A line of loyal patrons once waited for seats at the New Empress Restaurant, where waitresses wove dim-sum carts between noisy tables filled with hundreds of customers.
Not anymore.
These days, the restaurant is a quiet place with just a few dozen customers eating in its vast 1,000-seat dining area. Although there have been no confirmed cases of SARS in Hawaii, fears of the contagious virus have taken a toll on the New Empress and many other businesses in Chinatown.
"This is the worst I've seen it," New Empress manager Eva Lau said. "This is worse than after 9/11."
Lau estimated business has dropped 75 percent and has been hurt further by the US-led war with Iraq and tax season.
The New Empress, the largest restaurant in Chinatown, hasn't laid off any of employees but has requested about one-quarter of its staff to go on vacation, Lau said.
The drop in pedestrian traffic is apparent throughout Chinatown, normally bustling with tourists, locals and downtown workers.
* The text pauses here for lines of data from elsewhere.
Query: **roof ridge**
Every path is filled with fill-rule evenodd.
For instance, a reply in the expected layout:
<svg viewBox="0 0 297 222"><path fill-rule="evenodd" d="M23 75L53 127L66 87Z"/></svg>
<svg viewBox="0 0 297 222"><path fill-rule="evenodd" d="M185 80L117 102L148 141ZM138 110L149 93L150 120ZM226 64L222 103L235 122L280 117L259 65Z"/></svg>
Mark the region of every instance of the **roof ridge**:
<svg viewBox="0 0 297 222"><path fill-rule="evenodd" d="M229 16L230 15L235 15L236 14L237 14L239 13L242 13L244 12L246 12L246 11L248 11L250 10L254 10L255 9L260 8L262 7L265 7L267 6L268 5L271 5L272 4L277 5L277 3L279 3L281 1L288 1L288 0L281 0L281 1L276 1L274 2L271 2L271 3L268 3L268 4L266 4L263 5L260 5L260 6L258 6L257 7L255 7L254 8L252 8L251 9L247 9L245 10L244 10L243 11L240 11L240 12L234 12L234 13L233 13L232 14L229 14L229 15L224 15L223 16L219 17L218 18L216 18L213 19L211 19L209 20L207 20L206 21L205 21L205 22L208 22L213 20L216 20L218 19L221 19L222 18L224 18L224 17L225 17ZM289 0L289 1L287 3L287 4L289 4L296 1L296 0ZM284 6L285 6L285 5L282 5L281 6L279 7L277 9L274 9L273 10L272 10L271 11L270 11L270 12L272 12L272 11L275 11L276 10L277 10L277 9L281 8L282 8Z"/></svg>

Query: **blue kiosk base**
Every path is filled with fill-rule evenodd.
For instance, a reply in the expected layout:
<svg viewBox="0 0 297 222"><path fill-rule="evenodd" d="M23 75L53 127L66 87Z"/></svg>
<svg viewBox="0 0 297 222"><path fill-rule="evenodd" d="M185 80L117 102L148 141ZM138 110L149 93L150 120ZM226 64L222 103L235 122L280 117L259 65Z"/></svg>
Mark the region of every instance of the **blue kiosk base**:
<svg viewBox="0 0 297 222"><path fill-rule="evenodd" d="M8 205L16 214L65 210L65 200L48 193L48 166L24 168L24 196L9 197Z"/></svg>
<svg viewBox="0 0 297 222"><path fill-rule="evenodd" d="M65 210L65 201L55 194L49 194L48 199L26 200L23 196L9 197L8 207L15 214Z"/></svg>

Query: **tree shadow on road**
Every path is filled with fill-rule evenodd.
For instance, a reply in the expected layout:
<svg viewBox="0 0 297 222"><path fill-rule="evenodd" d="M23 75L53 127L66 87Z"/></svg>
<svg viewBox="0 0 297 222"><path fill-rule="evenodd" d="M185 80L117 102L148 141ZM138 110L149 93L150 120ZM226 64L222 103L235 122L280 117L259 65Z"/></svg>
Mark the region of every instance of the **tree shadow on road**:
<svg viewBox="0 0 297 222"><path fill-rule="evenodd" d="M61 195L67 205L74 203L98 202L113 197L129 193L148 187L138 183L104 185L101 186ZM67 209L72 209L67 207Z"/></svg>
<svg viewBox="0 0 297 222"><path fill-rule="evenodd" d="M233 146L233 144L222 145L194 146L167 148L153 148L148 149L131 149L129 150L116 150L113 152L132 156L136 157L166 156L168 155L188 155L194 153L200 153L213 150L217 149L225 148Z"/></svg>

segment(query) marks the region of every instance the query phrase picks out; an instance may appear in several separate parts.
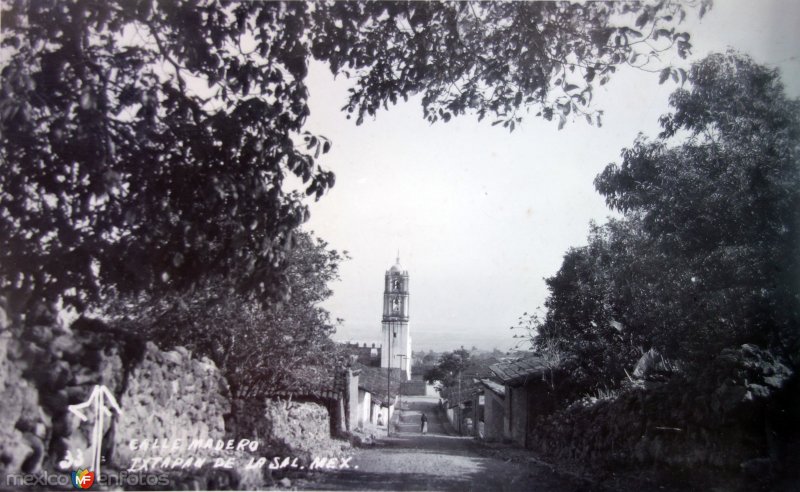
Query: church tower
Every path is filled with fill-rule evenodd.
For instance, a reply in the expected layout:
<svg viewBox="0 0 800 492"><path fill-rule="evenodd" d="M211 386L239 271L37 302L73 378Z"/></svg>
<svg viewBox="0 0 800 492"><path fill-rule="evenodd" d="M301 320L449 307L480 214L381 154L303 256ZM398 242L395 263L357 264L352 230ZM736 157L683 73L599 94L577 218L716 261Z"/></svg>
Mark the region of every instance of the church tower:
<svg viewBox="0 0 800 492"><path fill-rule="evenodd" d="M408 272L397 262L386 271L383 289L381 367L401 368L411 379L411 333L408 329Z"/></svg>

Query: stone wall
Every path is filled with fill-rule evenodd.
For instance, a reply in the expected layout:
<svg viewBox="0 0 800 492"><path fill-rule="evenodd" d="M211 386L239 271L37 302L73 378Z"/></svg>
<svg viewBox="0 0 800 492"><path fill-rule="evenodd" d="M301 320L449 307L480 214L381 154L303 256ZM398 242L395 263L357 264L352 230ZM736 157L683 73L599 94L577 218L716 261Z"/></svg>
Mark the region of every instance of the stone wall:
<svg viewBox="0 0 800 492"><path fill-rule="evenodd" d="M93 407L83 410L88 420L81 422L68 406L86 401L96 386L106 387L122 409L112 410L102 427L104 473L131 466L134 439L228 436L228 388L210 360L183 348L162 351L99 321L66 327L44 316L22 331L0 308L0 322L0 474L64 472L68 456L91 466ZM192 454L204 453L215 454ZM199 475L195 485L213 485Z"/></svg>
<svg viewBox="0 0 800 492"><path fill-rule="evenodd" d="M214 363L192 358L183 347L164 352L148 342L142 361L128 375L116 419L114 460L131 462L134 440L226 439L228 386Z"/></svg>
<svg viewBox="0 0 800 492"><path fill-rule="evenodd" d="M236 404L234 437L259 439L259 454L268 459L296 457L307 465L316 456L333 458L350 448L347 441L331 439L330 414L321 403L267 398Z"/></svg>

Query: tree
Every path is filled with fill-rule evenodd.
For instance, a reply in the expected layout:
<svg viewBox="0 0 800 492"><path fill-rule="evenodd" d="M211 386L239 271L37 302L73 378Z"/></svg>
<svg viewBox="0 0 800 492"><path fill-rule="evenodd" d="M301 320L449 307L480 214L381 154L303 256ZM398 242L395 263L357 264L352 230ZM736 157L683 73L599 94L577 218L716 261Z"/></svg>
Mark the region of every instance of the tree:
<svg viewBox="0 0 800 492"><path fill-rule="evenodd" d="M439 356L436 365L425 371L424 378L429 384L439 382L445 388L456 387L461 380L462 373L473 368L473 365L469 351L460 348Z"/></svg>
<svg viewBox="0 0 800 492"><path fill-rule="evenodd" d="M330 335L335 320L320 306L330 297L345 259L308 233L296 235L287 257L290 298L264 306L232 295L225 279L191 293L122 296L107 302L114 324L210 357L234 398L253 398L279 390L319 389L338 362Z"/></svg>
<svg viewBox="0 0 800 492"><path fill-rule="evenodd" d="M659 138L638 139L595 181L641 221L650 256L671 263L655 283L671 304L666 326L651 324L649 338L698 361L741 343L796 357L800 103L777 71L734 52L694 64L689 81ZM679 132L688 139L669 146Z"/></svg>
<svg viewBox="0 0 800 492"><path fill-rule="evenodd" d="M689 370L744 343L798 362L800 105L733 52L688 80L661 135L595 180L623 218L594 226L547 280L534 341L557 341L587 389L650 348Z"/></svg>
<svg viewBox="0 0 800 492"><path fill-rule="evenodd" d="M685 57L676 29L687 7L710 2L338 2L316 9L312 53L355 79L345 108L357 122L421 93L424 117L467 111L513 130L526 108L562 127L590 109L596 85L630 65L685 79L657 63Z"/></svg>
<svg viewBox="0 0 800 492"><path fill-rule="evenodd" d="M310 57L355 77L359 121L422 93L431 121L473 109L513 130L532 105L563 125L618 66L685 55L684 14L666 1L6 2L0 290L15 313L220 276L286 298L308 210L285 180L316 198L334 183L317 162L331 143L303 129Z"/></svg>

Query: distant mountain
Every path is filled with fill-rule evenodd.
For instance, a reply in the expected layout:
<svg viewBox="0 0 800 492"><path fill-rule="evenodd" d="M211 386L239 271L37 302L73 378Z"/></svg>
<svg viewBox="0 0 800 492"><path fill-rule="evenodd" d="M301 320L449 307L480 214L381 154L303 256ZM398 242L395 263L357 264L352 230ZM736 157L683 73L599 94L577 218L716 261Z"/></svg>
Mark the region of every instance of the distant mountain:
<svg viewBox="0 0 800 492"><path fill-rule="evenodd" d="M411 324L412 350L451 351L462 345L469 349L473 346L481 350L499 349L507 351L516 345L512 338L513 333L508 329L499 332L494 328L484 330L458 329L444 327L419 327ZM498 333L499 332L499 333ZM506 334L507 333L507 334ZM502 336L505 335L505 336ZM339 328L333 336L334 340L345 342L358 342L377 345L381 342L381 325L354 326L347 325Z"/></svg>

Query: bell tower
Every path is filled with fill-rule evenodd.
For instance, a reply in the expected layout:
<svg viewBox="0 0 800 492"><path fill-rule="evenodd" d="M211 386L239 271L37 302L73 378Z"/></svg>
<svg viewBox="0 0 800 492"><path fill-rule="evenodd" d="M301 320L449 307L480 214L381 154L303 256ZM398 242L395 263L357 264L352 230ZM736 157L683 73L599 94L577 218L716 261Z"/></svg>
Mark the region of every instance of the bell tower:
<svg viewBox="0 0 800 492"><path fill-rule="evenodd" d="M383 289L381 367L400 368L411 379L411 333L408 328L408 272L397 262L386 271Z"/></svg>

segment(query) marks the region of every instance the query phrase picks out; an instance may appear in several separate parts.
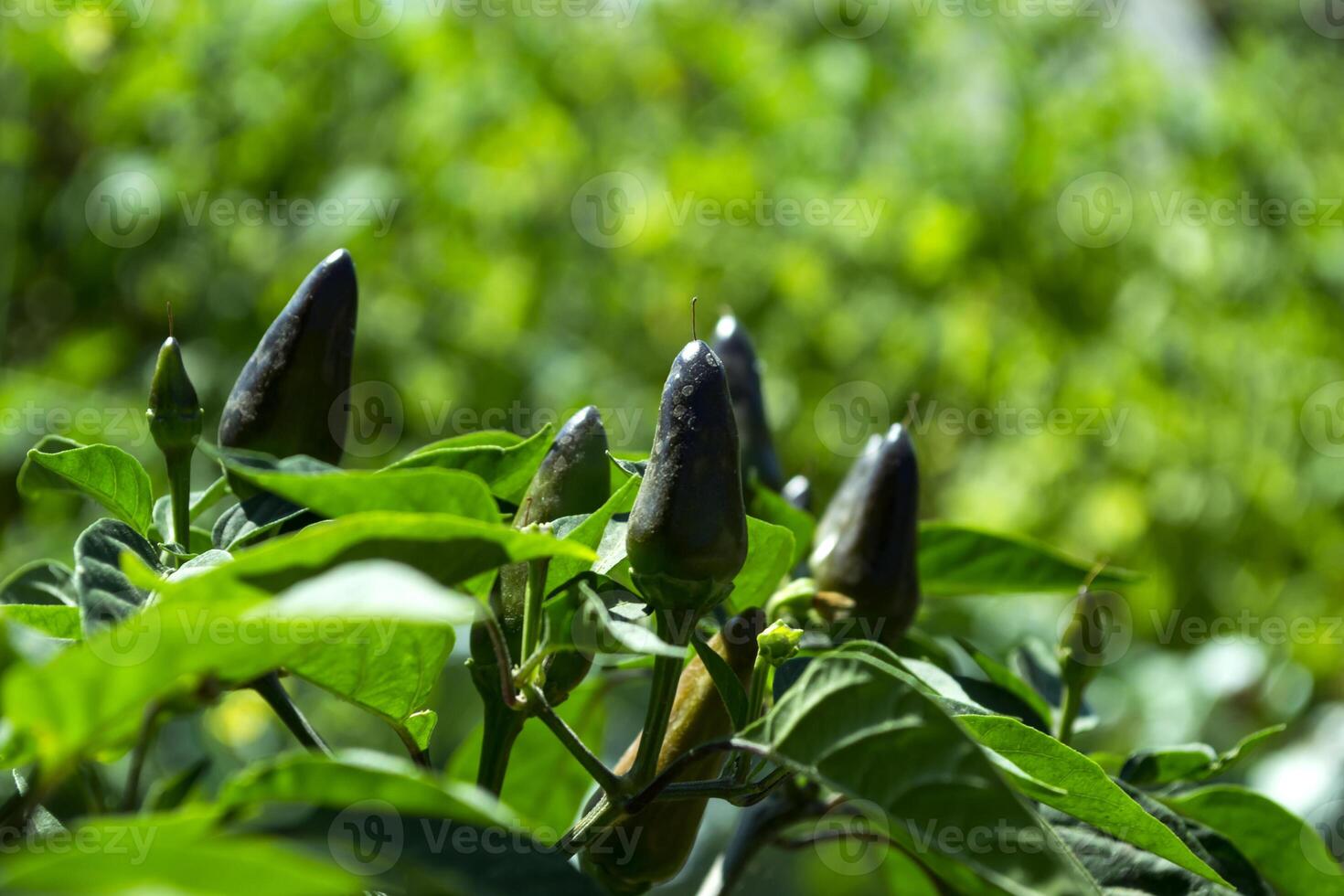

"When I walk around Chinatown, business is slow in general. It's not just the restaurants, but the retailers too," said Wen Lin, executive vice president of the Chinese Chamber of Commerce. "There's less people."
Rumors, misconceptions and hysteria about severe acute respiratory syndrome -- which is thought to have developed last year in China -- are keeping both tourists and locals away.
Business owners say the unfounded rumors have been rampant about restaurant staff dying of SARS, customers contracting the illness and businesses being shut down by the state. Now, the businesses are doing its best to survive and convince people that Chinatown is SARS-free.
"There's not even one case of SARS in Chinatown," Lau said.
Dr. James Marzolk, a program manager for epidemiology with the Department of Health's disease control branch, said the rumors are "completely unsubstantiated," and tries to prove it.